The writers who attend the Associated Writers and Writing Programs annual conference tend to do so with an evangelical fervor. It is, after all, an opportunity to network and schmooze with colleagues from whom they might solicit publication or employment. Exhibitors who are there to sell books are more likely to see it as another, albeit important, event on the calendar—less as a special occasion and more business-as-usual. But this year’s event in San Antonio was anything but business-as-usual.
In the days leading up to the conference, which ran from March 4-7, the organization debated whether or not to go ahead with the conference after a public health emergency was declared in the city due to the spread of the coronavirus there. The board decided to proceed with the conference anyway—a decision that led to the resignation of the AWP co-executive director Diane Zinna the following day. Zinna had only officially been officially appointed to that role in February.
AWP board chair Kathleen Driskell strove to present a best-case scenario, telling a plenary session of board members that the organization still expected as many as 7,500 attendees over the course of the four-day event, as well as 500 vendors, with 200 panels scheduled to go ahead. These are close to the official numbers the AWP touted prior to the conference, with only a reduction of 2,500 people from the anticipated 10,000. (No final figures had been released as of Wednesday morning.)
AWP had previously tweeted that it would offer refunds or credits toward the 2021 conference to anyone uncomfortable with traveling to San Antonio, and clearly some appreciated the opportunity: as the fair opened on March 5, traffic at the event was notably sparse, the registration area was all but empty, and fully half of the vendor tables at the fair were unoccupied. Attendees began to complain that the online scheduling tool lagged behind in noting the numerous event cancellations.
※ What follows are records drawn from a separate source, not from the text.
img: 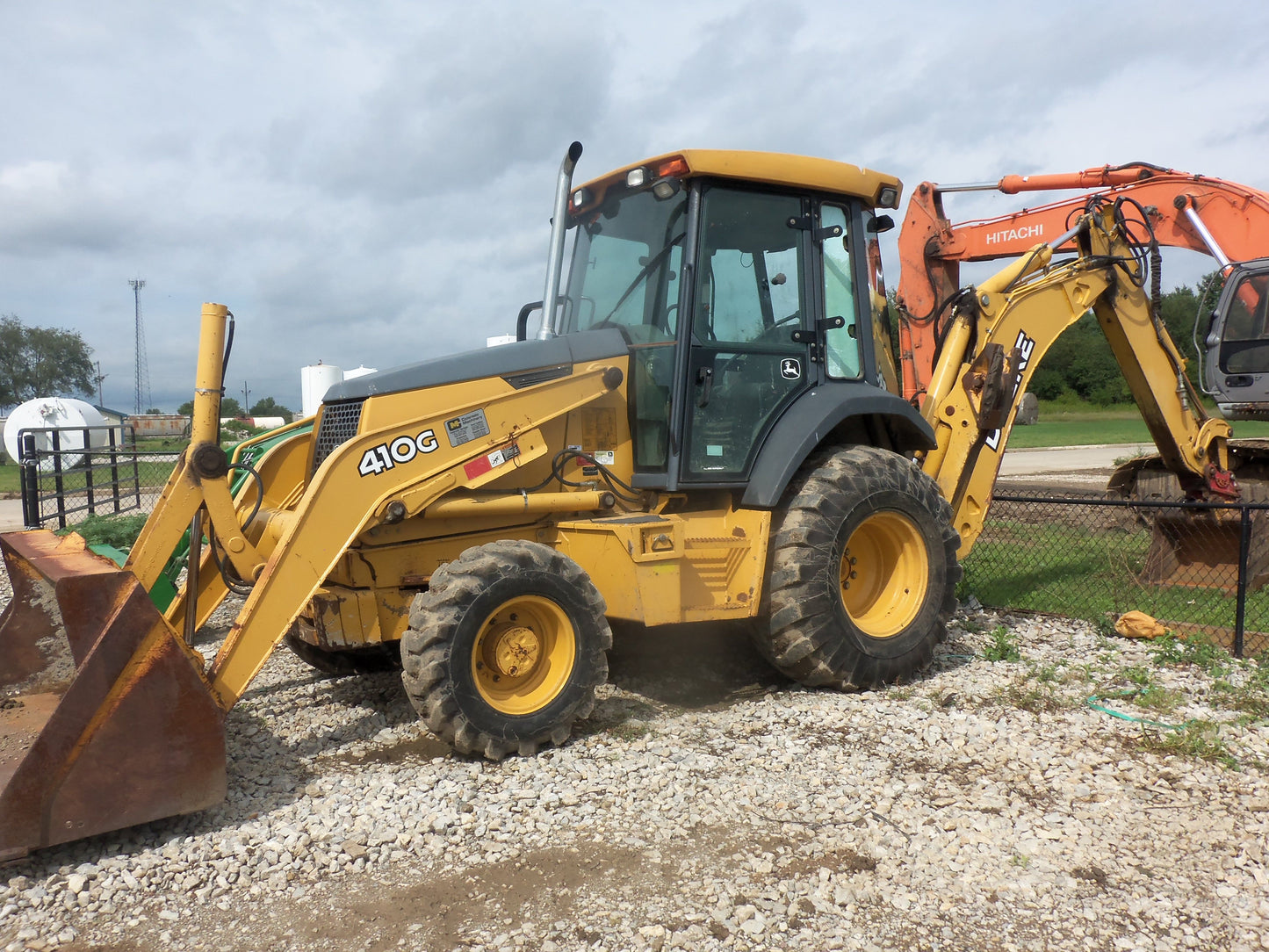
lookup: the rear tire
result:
[762,447,961,688]
[401,541,613,761]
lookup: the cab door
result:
[681,185,818,485]
[1204,265,1269,420]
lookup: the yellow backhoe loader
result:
[0,143,1264,858]
[0,143,961,858]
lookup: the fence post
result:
[83,427,97,516]
[1234,502,1251,658]
[105,424,123,511]
[52,430,66,530]
[18,430,40,530]
[128,427,141,510]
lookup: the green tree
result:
[251,397,291,420]
[0,314,94,407]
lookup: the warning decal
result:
[463,443,520,480]
[445,410,488,447]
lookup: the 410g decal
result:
[357,430,440,476]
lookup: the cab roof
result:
[580,148,904,208]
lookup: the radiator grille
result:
[314,400,364,472]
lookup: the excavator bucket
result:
[1141,509,1269,593]
[0,530,226,862]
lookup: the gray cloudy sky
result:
[0,0,1269,410]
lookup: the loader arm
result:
[921,209,1237,559]
[208,360,624,710]
[896,163,1269,402]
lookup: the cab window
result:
[819,205,863,379]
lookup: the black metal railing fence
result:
[18,425,177,530]
[958,494,1269,658]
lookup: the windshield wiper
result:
[590,234,682,328]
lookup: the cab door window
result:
[684,186,808,481]
[819,205,863,379]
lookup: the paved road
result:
[1000,443,1154,476]
[0,444,1150,532]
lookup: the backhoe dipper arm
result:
[896,162,1269,400]
[921,209,1229,558]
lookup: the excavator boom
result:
[896,162,1269,419]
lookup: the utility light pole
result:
[92,360,111,407]
[128,278,150,416]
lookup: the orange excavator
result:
[898,162,1269,420]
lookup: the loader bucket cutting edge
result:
[0,530,226,861]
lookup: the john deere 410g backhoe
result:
[0,143,1269,858]
[0,145,959,857]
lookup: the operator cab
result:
[1203,257,1269,420]
[562,151,900,488]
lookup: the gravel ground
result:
[0,571,1269,952]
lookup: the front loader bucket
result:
[1143,509,1269,593]
[0,530,226,861]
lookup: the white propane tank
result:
[299,363,344,416]
[4,397,108,472]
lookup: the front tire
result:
[762,447,961,689]
[401,541,613,761]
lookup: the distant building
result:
[126,410,189,439]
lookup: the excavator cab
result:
[1203,257,1269,420]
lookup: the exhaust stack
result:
[538,142,581,340]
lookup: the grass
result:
[958,518,1269,630]
[1009,401,1269,452]
[58,513,146,552]
[984,628,1269,769]
[982,624,1021,661]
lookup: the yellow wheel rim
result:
[471,595,577,715]
[840,511,930,638]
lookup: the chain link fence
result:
[958,494,1269,658]
[18,425,179,530]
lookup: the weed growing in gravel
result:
[1141,721,1238,769]
[982,624,1021,661]
[608,721,653,740]
[57,513,148,552]
[1150,633,1234,678]
[1001,682,1070,713]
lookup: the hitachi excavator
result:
[896,162,1269,585]
[896,162,1269,420]
[0,143,1264,858]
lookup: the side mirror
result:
[516,301,542,340]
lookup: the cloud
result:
[0,0,1269,407]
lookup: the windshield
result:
[566,191,688,343]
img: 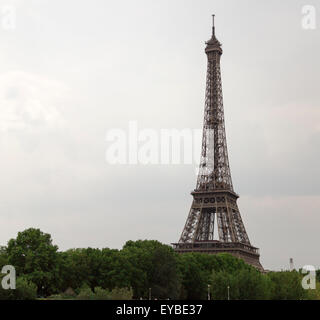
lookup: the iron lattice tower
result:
[173,16,263,270]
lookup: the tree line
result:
[0,228,320,300]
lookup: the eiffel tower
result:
[173,15,263,271]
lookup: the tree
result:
[121,240,181,299]
[267,271,307,300]
[7,228,59,295]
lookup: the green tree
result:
[0,276,37,300]
[121,240,181,299]
[7,228,59,295]
[267,271,307,300]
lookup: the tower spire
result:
[212,14,215,37]
[174,15,263,270]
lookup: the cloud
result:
[0,71,67,131]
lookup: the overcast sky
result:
[0,0,320,269]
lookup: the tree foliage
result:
[0,228,320,300]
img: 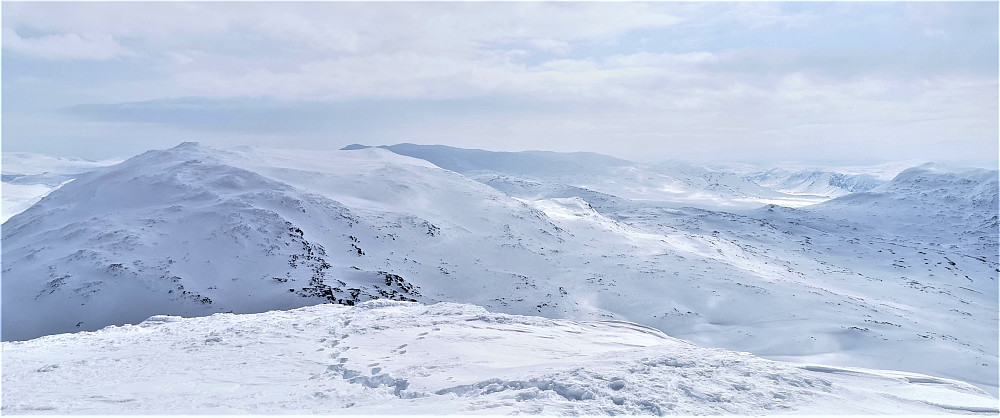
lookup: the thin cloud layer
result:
[3,3,998,165]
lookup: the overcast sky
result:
[2,2,998,168]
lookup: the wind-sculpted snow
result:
[746,168,885,197]
[362,144,820,208]
[2,144,998,393]
[2,301,997,415]
[0,152,119,222]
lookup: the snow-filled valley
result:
[0,143,1000,414]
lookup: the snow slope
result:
[746,168,885,198]
[2,301,997,415]
[2,144,998,393]
[364,144,822,209]
[0,152,120,222]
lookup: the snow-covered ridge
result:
[360,144,826,209]
[0,152,120,222]
[2,144,998,392]
[2,301,997,415]
[746,168,885,197]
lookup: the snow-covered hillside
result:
[0,152,120,223]
[364,144,823,209]
[746,168,885,198]
[2,301,997,415]
[2,144,998,393]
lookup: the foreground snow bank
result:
[2,301,997,415]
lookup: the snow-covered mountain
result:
[0,152,120,223]
[2,301,997,415]
[2,144,998,398]
[360,144,823,209]
[746,168,885,197]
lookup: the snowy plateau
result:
[0,143,1000,415]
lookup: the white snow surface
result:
[0,152,121,223]
[2,301,997,415]
[2,144,1000,395]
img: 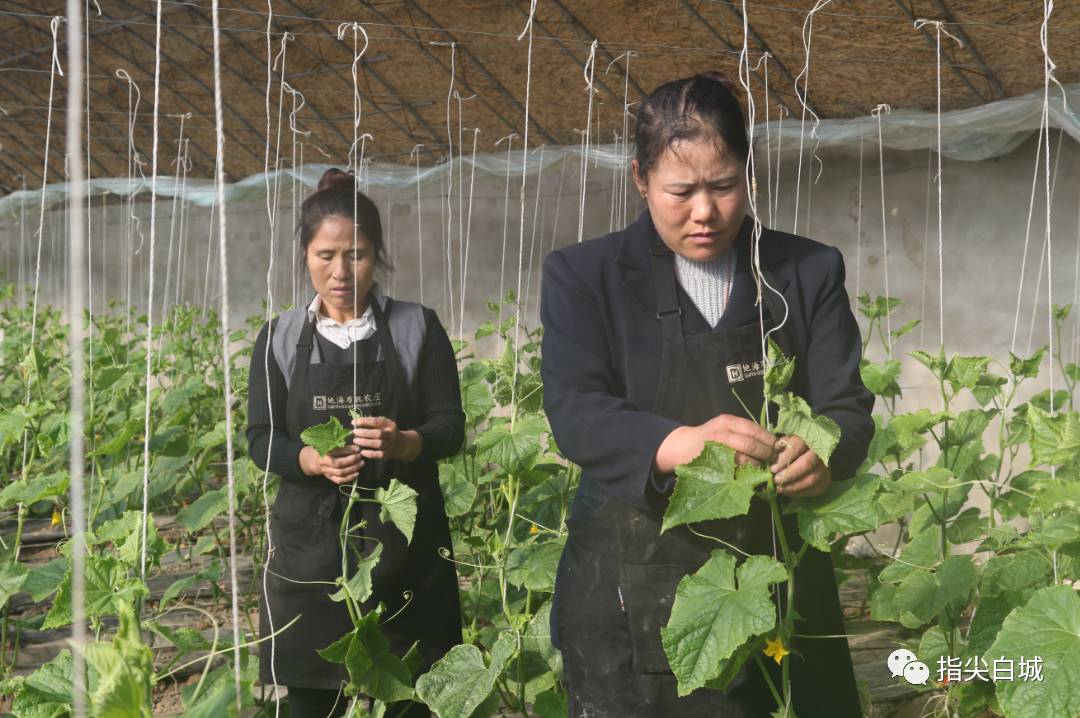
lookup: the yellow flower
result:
[765,638,791,665]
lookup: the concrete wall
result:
[0,134,1080,384]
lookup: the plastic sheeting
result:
[0,84,1080,220]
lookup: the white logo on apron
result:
[311,392,382,411]
[727,360,765,383]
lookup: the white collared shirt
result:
[308,293,378,349]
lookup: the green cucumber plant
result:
[661,339,875,716]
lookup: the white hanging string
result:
[1039,0,1068,416]
[139,0,161,581]
[794,0,833,234]
[267,35,296,297]
[200,198,217,321]
[24,15,65,356]
[870,105,892,358]
[1025,126,1064,356]
[758,52,775,227]
[852,135,863,304]
[450,90,475,338]
[283,80,305,307]
[432,42,458,334]
[62,0,89,718]
[495,133,516,323]
[1009,125,1049,352]
[739,0,790,421]
[766,104,788,227]
[83,0,95,503]
[522,145,545,321]
[458,127,480,339]
[548,152,566,259]
[173,139,191,304]
[211,0,242,699]
[510,0,535,431]
[159,112,191,332]
[919,149,934,347]
[1069,182,1080,364]
[15,15,64,475]
[578,42,596,242]
[15,175,26,307]
[408,145,423,304]
[338,23,377,483]
[609,50,637,226]
[739,0,794,608]
[915,19,963,351]
[116,68,145,334]
[259,0,285,703]
[608,131,620,232]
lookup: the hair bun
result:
[698,70,737,93]
[318,167,356,192]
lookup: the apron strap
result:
[649,235,796,356]
[372,295,419,422]
[649,242,683,340]
[288,317,315,387]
Nevertheless, some publishers—including Coach House Books, Dzanc Books, Deep Vellum, New York Review of Books, N+1, Other Press, and Scribe—still hosted tables, as did dozens of literary journals, writing programs and others. Emma Raddatz, editorial and development associate at Archipelago Books, summed up the thoughts of many as to why they decided to come when she said, “We had already invested a lot into AWP, between the travel and cost of shipping books, so we chose to see that through despite some of our concerns.” In the end, exhibitors reported having reasonable sales at the fair, once they factored in the lighter traffic.
Local bookseller Claudia Maceo, general manager of San Antonio’s The Twig Book Shop, was overseeing three different stands where books by speakers and others were on sale. She said the bookstore had invested tens of thousands of dollars in inventory to sell at the conference and even had to rent a storage container for all the stock. Though she expressed disappointment at some of the authors who had canceled their appearances at the show, such as Hanif Abdurraquib and Elizabeth Acevedo, Maceo noted that the absence would likely give a boost to the audience attending events for local authors and institutions. Indeed, San Antonio-based Trinity University Press appeared to be doing robust business at their stand and local LGBTQ charity Fiesta Youth was active in collecting book donations for San Antonio schools. As for the likelihood of lowered sales at the conference, Maceo said the bookstore had “adjusted expectations.”
Others too made adjustments on the fly. Four literary agencies—Aevitas Creative Management, Ayesha Pande Literary, Folio Literary Management and Serendipity Literary Agency—participated in a program to review 549 manuscripts and book proposals from writers attending the show. “I picked about 30 writers to meet with,” said Regina Brooks, principle of Serendipity Literary Agency, “but several didn’t make it, so I am scheduling Zoom [videoconferences] with them instead.”
Even in the midst of this year’s conference, many people were already looking forward to next year’s event in Kansas City, Mo., putting the travails of the AWP’s last several years behind them, reasserting the organization’s role and importance. Literary agent Jeff Kleinman from Folio, who joined the AWP board earlier this year, said that going forward, he hoped to help AWP forge closer relationships with all the stakeholders in publishing and literary ecosystem, from magazines and film, to public relations and video game companies. “It’s important for writers to know all the avenues available to them to pursue a career and make a living,” he said.
Poet January Gill O’Neil, who is also on the AWP board, echoed this sentiment when she said that it was essential to remember that “AWP is an organization for all writers, all voices––and it’s not just for academics.” As for the 2020 conference, she expressed hope that there was something to learn from overcoming the threat of the coronavirus and related challenges. “Maybe [it] will teach us some things and give us ideas about how to have an even better conference going forward,” she said.